I certainly don't think everything about government is bad. The federal government is constitutionally mandated and is necessary to monitor and regulate commonly shared ports, shorelines, air space, and interstate transportation and activities as a matter of necessity, practicality, and our common defense. The federal government is constitutionally mandated to provide a common defense, to make treaties with other governments, provide and regulate a common currency, and otherwise promote the general welfare in those areas that the states and the private sector could not do nearly as effectively or efficiently in a manner that promoted the general welfare.

I do think, however, the more the government assumes the power to do which is done more efficiently, effectively, and economically by the private sector, the less well off the people will be. The more power we hand over to the government to take from us whatever it wants, to restrict our freedoms to that which it says we may have, and to order us to do whatever it decides we should do, the more we diminish those things that has made this country so great. Such federally concentrated power and responsibility was not the intent for the federal government when the Constitution was written, and it should not be acceptable to anybody now.

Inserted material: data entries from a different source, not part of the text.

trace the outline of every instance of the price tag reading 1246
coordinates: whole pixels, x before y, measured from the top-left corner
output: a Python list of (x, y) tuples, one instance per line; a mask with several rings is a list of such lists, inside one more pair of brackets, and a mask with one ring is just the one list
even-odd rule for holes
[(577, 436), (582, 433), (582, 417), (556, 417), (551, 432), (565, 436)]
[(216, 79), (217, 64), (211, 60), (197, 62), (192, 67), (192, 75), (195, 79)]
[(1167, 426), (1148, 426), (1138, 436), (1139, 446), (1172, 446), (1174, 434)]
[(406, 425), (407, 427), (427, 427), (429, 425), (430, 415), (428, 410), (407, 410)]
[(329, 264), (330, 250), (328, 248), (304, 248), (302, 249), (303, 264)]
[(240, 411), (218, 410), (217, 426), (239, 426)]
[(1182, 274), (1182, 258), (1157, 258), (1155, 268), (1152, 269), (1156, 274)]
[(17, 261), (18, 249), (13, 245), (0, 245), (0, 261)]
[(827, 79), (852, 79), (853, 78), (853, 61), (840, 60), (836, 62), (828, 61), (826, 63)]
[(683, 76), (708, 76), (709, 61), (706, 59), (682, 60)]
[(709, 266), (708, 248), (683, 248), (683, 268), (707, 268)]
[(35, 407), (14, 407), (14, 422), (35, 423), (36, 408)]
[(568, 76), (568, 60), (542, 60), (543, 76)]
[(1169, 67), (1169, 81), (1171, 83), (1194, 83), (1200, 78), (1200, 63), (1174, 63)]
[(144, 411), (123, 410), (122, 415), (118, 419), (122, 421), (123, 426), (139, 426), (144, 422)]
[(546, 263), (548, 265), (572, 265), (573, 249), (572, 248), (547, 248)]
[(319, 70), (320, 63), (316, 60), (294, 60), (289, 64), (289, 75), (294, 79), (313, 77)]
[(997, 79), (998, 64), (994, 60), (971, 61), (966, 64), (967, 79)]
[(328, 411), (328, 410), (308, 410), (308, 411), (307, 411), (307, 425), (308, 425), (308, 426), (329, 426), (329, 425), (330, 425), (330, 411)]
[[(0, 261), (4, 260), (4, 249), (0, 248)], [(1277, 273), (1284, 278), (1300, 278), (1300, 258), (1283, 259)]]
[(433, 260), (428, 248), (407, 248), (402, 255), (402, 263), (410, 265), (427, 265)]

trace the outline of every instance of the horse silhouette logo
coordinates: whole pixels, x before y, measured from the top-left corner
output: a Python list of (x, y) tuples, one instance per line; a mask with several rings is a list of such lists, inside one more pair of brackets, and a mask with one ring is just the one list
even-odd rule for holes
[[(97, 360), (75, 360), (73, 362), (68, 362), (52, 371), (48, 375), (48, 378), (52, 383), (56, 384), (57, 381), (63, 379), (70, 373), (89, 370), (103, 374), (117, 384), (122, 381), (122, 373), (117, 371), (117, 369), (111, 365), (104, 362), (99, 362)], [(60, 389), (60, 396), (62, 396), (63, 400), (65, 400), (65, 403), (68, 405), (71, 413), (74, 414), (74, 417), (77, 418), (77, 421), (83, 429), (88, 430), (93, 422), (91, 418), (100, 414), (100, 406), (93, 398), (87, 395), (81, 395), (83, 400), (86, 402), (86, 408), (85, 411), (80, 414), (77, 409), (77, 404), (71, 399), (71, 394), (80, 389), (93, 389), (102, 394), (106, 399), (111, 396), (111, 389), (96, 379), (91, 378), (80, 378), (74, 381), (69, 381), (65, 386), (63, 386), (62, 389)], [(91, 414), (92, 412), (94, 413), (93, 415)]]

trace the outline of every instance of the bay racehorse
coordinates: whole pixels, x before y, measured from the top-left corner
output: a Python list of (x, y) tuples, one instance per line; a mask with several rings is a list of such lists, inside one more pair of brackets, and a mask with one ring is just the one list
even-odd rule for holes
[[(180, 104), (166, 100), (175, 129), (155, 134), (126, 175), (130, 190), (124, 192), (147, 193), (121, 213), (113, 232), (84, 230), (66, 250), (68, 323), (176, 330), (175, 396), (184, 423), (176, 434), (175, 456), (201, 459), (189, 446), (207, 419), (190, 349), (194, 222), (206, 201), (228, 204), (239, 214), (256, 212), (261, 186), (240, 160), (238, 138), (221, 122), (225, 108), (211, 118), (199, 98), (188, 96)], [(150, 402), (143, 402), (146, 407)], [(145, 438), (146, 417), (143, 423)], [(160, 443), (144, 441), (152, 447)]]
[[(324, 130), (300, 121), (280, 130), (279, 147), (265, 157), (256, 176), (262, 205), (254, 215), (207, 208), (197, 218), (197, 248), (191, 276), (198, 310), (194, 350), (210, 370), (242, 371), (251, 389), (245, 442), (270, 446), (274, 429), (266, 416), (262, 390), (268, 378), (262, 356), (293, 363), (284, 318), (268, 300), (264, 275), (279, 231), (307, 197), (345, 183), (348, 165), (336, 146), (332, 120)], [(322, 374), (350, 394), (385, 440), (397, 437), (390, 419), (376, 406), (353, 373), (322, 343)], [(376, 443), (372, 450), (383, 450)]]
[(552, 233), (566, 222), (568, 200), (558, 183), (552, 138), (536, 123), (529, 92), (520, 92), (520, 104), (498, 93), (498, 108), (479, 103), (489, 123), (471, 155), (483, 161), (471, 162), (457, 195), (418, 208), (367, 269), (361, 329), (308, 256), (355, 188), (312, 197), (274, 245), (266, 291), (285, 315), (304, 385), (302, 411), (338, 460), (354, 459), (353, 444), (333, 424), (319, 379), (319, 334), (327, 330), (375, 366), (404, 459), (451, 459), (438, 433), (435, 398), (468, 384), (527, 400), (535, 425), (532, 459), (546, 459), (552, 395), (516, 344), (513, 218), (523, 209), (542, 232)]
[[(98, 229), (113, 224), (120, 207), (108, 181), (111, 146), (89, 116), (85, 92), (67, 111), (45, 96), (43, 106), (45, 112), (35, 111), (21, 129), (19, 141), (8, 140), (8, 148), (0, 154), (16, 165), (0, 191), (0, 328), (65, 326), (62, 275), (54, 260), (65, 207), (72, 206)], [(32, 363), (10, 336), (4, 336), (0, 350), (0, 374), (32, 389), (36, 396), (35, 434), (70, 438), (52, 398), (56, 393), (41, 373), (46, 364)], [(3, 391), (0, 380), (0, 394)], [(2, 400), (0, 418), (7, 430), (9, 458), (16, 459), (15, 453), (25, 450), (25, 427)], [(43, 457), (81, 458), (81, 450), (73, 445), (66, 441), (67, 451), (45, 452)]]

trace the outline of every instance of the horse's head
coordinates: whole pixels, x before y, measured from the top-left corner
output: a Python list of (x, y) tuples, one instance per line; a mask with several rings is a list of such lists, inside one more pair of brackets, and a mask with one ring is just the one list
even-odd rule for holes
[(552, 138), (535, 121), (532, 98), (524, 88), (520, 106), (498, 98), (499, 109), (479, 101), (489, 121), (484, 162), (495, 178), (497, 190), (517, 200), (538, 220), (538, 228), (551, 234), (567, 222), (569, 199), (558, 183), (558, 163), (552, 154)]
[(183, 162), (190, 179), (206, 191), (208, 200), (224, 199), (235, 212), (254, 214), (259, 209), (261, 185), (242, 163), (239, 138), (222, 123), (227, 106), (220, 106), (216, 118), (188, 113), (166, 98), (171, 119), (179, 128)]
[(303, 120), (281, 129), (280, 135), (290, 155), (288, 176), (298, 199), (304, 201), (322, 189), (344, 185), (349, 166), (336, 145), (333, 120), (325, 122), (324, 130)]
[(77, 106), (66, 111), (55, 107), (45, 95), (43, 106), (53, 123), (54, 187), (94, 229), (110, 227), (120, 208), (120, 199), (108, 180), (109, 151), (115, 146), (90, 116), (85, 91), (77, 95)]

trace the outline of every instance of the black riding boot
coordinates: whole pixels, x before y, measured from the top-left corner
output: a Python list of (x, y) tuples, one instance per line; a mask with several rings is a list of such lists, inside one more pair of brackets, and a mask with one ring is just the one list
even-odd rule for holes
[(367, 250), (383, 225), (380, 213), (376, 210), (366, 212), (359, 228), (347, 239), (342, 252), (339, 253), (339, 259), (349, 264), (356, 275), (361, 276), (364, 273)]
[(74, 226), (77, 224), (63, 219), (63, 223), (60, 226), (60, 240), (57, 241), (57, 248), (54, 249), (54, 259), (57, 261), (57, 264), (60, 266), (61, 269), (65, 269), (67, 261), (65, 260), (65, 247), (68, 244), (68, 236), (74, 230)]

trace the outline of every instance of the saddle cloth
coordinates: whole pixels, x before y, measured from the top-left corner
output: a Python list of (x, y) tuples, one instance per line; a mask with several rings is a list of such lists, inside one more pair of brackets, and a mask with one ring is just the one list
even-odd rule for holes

(Also there is a plethora of highly successful people in business, commerce, industry, and the arts that did not have more than a highschool education, if that, and a much higher number who did not finish college. Bill Gates comes to mind for instance. That should not be an excuse for people not finishing highschool now though and not going to college if they can as so many fields usually do require a degree to get a foot in the door.)